After cuts, Highland school budget passes

school-DO-SQClosing time at the polls on Tuesday night, June 21 found voters approving the Highland Central School District’s proposed budget of $41,522,885 for the 2016-2017 school year. The budget passed by a 69 percent majority: 772 in favor with 353 opposed. Unlike the first budget vote that failed on May 17 despite garnering more yes votes than no, the $41.5 million budget met the criteria of the state’s tax levy limit legislation and therefore needed a simple majority approval of 50 percent plus one vote to pass.

The vote on June 21 was for the budget only; the bus replacement proposition back in May passed with 704 “yes” votes to 597 “no” votes, achieving the simple majority voter approval rate it required. The district will purchase seven 65-passenger buses, one 29-passenger vehicle and one eight-passenger van at a cost of $937,803, with almost 60 percent of the cost covered by state transportation aid. The remaining $383,561 will be funded through local taxes, an impact that will not be felt by taxpayers until the 2017-18 budget, when it will add a maximum of $6 per year (for five years) per $100,000 of assessed home value.

Trustees Tom Miller and Sue Gilmore were reelected in May to their seats on the Board of Education for a third three-year term each, beginning July 1. The new vote also did not affect their election.


The approved budget reflects a tax levy increase of .5861 percent, bringing it in at just under the .59 percent increase allowable in Highland without having to resort to supermajority voter approval. The budget eliminated $133,211 allotted in the first budget for salaries to fill three full-time positions made available by retirement: a teaching position at the elementary school, a physical education teacher at the middle school and a teaching assistant position. (There is also a vacant custodial position that will not be filled, but that was already accounted for.) Fund balance formerly designated to reduce debt and augment the capital reserve was reallocated to reach the levy limit.

The budget reflects an increase of 2.5 percent over the 2015-16 total budget. It calls for a tax levy of $26,051,044, which will cost taxpayers with a home assessed at $100,000 approximately $13 per year more than what they pay now; for those with a home assessed at $200,000, the figure will be approximately $26 per year. An average homeowner with a $300,000 assessed value would see an estimated tax increase of $3.25 per month.

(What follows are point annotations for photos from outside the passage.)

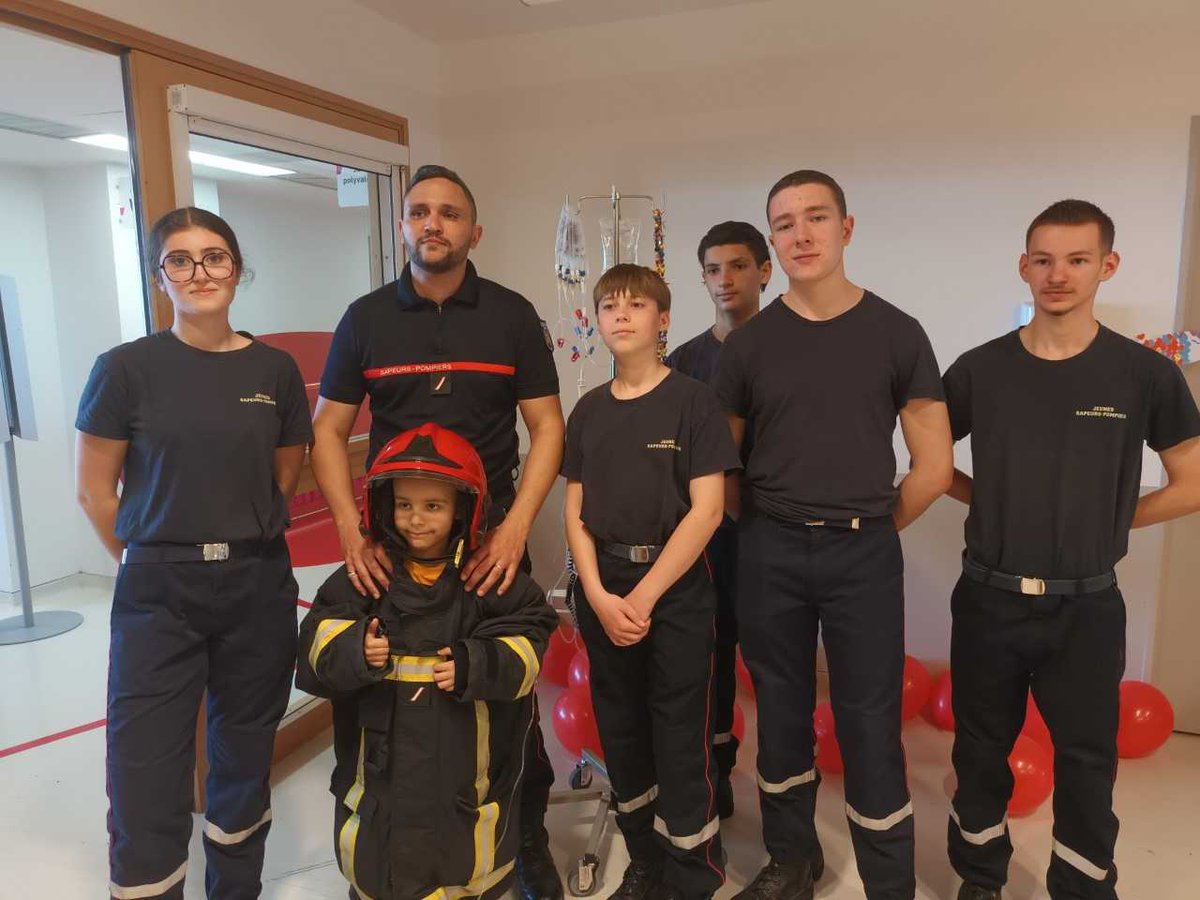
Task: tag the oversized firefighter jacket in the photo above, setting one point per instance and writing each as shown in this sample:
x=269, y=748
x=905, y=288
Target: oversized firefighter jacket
x=426, y=780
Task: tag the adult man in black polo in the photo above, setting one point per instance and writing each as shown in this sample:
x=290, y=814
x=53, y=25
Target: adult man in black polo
x=443, y=345
x=817, y=381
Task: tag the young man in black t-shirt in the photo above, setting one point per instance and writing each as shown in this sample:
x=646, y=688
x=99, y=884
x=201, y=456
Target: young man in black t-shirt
x=445, y=346
x=736, y=267
x=816, y=382
x=645, y=466
x=1057, y=413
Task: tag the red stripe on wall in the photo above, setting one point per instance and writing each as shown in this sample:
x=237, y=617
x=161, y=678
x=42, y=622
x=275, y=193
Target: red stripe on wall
x=52, y=738
x=433, y=367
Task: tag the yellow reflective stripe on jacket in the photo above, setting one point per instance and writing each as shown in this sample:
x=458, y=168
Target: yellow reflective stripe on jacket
x=348, y=835
x=327, y=630
x=485, y=840
x=475, y=887
x=523, y=648
x=413, y=669
x=483, y=749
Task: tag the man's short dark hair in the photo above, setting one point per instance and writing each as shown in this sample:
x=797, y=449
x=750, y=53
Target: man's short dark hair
x=741, y=233
x=635, y=281
x=1073, y=213
x=809, y=177
x=426, y=173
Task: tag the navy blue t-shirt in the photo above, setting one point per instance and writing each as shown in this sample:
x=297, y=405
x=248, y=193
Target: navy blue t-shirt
x=463, y=365
x=203, y=429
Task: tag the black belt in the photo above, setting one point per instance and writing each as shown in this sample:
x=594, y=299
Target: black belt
x=1036, y=587
x=217, y=552
x=857, y=523
x=633, y=552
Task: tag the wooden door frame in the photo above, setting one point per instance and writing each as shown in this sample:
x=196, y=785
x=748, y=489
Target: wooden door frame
x=150, y=64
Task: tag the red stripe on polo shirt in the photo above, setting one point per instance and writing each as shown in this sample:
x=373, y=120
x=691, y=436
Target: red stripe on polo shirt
x=431, y=367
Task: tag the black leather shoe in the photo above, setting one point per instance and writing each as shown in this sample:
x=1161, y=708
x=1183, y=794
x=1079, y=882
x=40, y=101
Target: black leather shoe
x=973, y=892
x=724, y=797
x=537, y=876
x=785, y=881
x=640, y=882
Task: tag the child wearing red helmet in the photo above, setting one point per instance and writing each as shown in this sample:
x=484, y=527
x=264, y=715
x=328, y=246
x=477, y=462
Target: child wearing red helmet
x=431, y=685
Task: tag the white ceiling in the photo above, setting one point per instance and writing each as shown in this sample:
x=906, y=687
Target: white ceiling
x=448, y=21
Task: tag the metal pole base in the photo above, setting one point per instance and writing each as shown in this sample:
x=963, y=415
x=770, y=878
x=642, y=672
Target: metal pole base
x=46, y=624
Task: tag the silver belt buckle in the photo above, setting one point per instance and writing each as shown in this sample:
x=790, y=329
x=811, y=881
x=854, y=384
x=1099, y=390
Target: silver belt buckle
x=1033, y=587
x=215, y=552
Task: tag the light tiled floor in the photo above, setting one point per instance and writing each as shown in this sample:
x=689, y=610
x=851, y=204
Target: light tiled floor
x=52, y=798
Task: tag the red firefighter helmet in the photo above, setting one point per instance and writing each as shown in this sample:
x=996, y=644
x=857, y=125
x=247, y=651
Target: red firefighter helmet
x=427, y=451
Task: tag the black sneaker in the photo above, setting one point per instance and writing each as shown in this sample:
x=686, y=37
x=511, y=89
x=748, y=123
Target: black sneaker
x=640, y=882
x=537, y=876
x=784, y=881
x=724, y=797
x=973, y=892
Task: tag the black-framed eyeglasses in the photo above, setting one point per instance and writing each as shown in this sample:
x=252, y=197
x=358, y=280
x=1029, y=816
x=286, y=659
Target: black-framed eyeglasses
x=180, y=268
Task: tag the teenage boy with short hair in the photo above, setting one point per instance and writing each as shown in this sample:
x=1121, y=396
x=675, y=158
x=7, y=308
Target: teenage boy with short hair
x=817, y=381
x=645, y=466
x=1057, y=413
x=735, y=264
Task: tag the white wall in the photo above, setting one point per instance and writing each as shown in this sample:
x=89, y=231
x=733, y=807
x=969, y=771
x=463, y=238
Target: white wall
x=310, y=257
x=949, y=125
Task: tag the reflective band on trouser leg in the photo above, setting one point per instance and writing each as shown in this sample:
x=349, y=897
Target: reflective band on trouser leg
x=1079, y=862
x=136, y=892
x=879, y=825
x=215, y=833
x=688, y=841
x=786, y=784
x=981, y=838
x=643, y=799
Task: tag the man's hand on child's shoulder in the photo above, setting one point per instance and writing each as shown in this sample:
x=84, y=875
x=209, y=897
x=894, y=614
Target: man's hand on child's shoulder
x=443, y=672
x=375, y=646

An additional challenge the Highland district faced in budget development this year was an increase in the costs of mandated (and necessary) special education services, which rose from $822,000 this year to $1,047,000 for 2016-17. The costs for the BOCES budget of $1,135,000 this year also went up, to $1,425,000. And while the Gap Elimination Adjustment (GEA) legislation enacted to balance a state budget deficit seven years ago has ended, restoring $711,610 in funding this year to Highland, the district’s state aid “foundation” formula has been frozen since 2008, resulting in the district receiving $17,000 in foundation aid this year rather than the $2 million it would have received had the formula been restored.